Explore how the properties of polymers depend on their structure and different types of intermolecular bonds using this lesson plan for 16–18 year olds
In this activity, polymers are used as illustrative materials for intermolecular bonds to help students to learn how the structures of polymers relate to their practical uses and properties.
Students will understand that:
- Different types of intermolecular bonds exist.
- Monomers with different structures produce polymers with different types of intermolecular bonds.
- The structure of a polymer influences its use and properties.
Sequence of activities
Before the lesson
Prior to the session:
- Suggest that students bring in samples of any plastic material, washed and cleaned.
- Collect plastic samples yourself for use in the session.
Before students arrive, prepare seven ‘stations’ for sorting the plastics with name and recycling symbol number; the seventh will be for non-labelled plastics.
Introduce the session by asking students:
- To pool the samples of plastic in the centre of the room.
- To look for the plastic recycling symbol present on many plastic items.
- What the recycling symbol number means – check that they know.
- To sort the plastics using the recycling symbol number.
- Discuss which types of plastic are most popular.
When all the samples are sorted, hold a plenary, asking, for example:
- ‘Which are the most common plastics amongst the items brought in?’
- ‘Why might these plastics be the most common?’
- ‘What are the different types of plastics used for?’
Tell the students that they are going to find out more about the most popular types of plastic.
Setting the activity
- Give each student a copy of ‘Why do plastics have different properties?’.
- Organise the students into groups of two to four.
- Assign one or more plastic type(s) to each group.
- Explain that they are to research and present a ‘research paper’ to be presented at a ‘Plastics conference’.
- Agree criteria for peer assessment of the presentations that will be based on the information on ‘Why do plastics have different properties?’.
Conducting research and creating presentations
Circulate and support as groups:
- Research their plastic type.
- Prepare their presentation using an interactive whiteboard (IWB), data projector, OHP or paper poster.
- Elect one or more presenters.
Draw the groups into a plenary to:
- Hear each presentation in turn.
- Make their assessment of each other.
- Discuss all the presentations afterwards.
Summarise the information learned about polymers, linking back to the pile of plastic ‘rubbish’ with which the session began, and invite students to make a written record of the information presented.
This activity addresses the range of intermolecular bonds that should be known at advanced level.
The knowledge that they will be assessed by their peers and having agreed the criteria beforehand, gives students an added impetus to do their research properly.
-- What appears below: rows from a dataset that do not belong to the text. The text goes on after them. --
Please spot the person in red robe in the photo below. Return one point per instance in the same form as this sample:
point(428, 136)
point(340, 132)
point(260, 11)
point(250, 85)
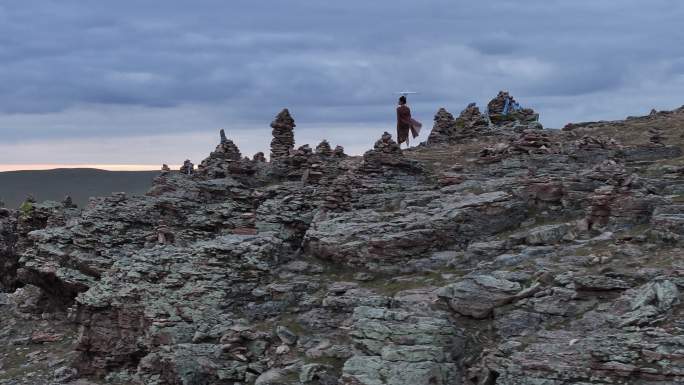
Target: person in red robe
point(403, 121)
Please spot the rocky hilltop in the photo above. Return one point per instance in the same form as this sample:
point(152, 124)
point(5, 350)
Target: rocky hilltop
point(497, 252)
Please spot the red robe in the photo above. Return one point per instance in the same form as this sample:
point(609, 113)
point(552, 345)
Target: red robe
point(403, 123)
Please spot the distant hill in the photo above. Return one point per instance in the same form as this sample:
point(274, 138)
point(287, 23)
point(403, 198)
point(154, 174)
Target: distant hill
point(80, 183)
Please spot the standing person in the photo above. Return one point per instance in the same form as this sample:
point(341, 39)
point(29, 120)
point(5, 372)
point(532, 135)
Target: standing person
point(403, 121)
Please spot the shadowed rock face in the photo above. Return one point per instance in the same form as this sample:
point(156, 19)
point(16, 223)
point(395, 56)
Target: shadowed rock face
point(8, 259)
point(521, 256)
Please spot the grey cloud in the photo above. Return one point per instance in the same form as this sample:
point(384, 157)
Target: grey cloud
point(331, 62)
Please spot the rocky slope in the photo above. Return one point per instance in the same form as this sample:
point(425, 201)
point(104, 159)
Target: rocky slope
point(496, 253)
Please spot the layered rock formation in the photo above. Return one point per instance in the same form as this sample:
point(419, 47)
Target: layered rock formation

The process of creating a presentation forces students to make sure that they understand the key messages.
The written record permits formative assessment by the teacher. Written feedback gives the opportunity to support the development of understanding about the intermolecular bonds in plastics, where necessary.
- Samples of plastics – these can be collected from everyday items that would normally be thrown away.
- Access to media to design the presentations; IWB, data projector, OHTs, poster paper and pens.
This lesson plan was originally part of the Assessment for Learning website, published in 2008.
Assessment for Learning is an effective way of actively involving students in their learning. Each session plan comes with suggestions about how to organise activities and worksheets that may be used with students.